New Delhi: BPO services provider Hinduja Global Solutions (HGS) today said its consolidated net profit declined by 10.5 per cent to Rs. 38.5 crore for the second quarter ended September 30, 2014 even as its consolidated net sales registered a growth.
Its net profit stood at Rs. 42.9 crore in the year-ago period, it said in a statement.
HGC, part of the diversified Hinduja Group, posted a 8.5 per cent growth in consolidated net sales at Rs. 702.1 crore in July-September quarter this fiscal from Rs. 647.3 crore in the same quarter of 2013-14 fiscal.
Quarter-on-quarter, the firm's net profit rose by 18.3 per cent in July-September from Rs. 32.5 crore in the first quarter of 2014-15 fiscal. Net sales were up 5.4 per cent from Rs. 666.2 crore during the same period.

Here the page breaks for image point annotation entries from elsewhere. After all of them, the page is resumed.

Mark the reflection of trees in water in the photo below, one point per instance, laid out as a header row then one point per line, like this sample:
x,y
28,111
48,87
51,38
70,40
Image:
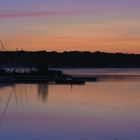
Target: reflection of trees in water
x,y
20,95
43,92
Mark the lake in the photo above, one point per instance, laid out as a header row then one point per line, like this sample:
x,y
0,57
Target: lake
x,y
102,110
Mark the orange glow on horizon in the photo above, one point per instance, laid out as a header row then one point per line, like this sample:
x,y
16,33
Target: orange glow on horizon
x,y
61,44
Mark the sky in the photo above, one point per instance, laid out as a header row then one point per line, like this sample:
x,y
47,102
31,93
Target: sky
x,y
69,25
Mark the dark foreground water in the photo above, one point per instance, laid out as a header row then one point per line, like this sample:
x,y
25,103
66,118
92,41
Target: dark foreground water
x,y
103,110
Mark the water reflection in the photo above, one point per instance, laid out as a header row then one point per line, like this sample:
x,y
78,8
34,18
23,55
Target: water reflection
x,y
101,110
43,92
21,94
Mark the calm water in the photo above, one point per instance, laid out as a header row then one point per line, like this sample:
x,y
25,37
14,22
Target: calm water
x,y
102,110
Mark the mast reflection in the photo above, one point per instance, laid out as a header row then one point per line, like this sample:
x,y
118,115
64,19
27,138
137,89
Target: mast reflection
x,y
43,92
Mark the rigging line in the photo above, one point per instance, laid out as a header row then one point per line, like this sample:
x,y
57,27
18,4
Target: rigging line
x,y
5,109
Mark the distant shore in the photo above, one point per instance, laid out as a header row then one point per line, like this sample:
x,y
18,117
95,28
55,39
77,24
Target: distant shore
x,y
74,59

Commenting on the performance, HGS CEO Partha DeSarkar said: “Our EBITDA margin of 11.5 per cent remained stable at the first quarter levels after absorbing substantial ramp-up costs related to the expansion of facilities in the Philippines.”
Net sales was helped by broad based growth across all geographies and verticals, with healthcare being the major contributor. The growth in the quarter was offset to a certain extent by unfavourable foreign exchange variations of around 3.5 per cent.
As of September 30, 2014, HGS had a net debt of Rs. 67.8 crore and a net worth of Rs. 1,522.1 crore.
The firm had 143 active clients (excluding payroll processing clients) at the end of the second quarter.
The total headcount stood at 28,120, of which 60 per cent were based in India, 19 per cent in Philippines, 9 per cent in the U.S., 9 per cent in Canada and the remaining 3 per cent in Europe.
DeSarkar said: “Looking ahead, we see significant growth opportunities across our business. Healthcare vertical, in particular, is anticipated to be a major growth driver in the near term. Keeping in view the sales pipeline, we are confident that growth trajectory will be maintained.”
On its performance outlook, HGS said in the U.S., the firm continues to invest in sales and account management to strengthen client relationships, while in Canada it plans to expand existing facility to service increased volumes. Ramp-up cost may impact margins in the near term.
In Europe it will continue to expand profitability as well as investing in sales and marketing to support growth, while the Philippines market continues to experience strong demand for delivery centres, the company said.
The company's operations in India is expected to benefit from expansion of the line of services from existing clients, the statement said.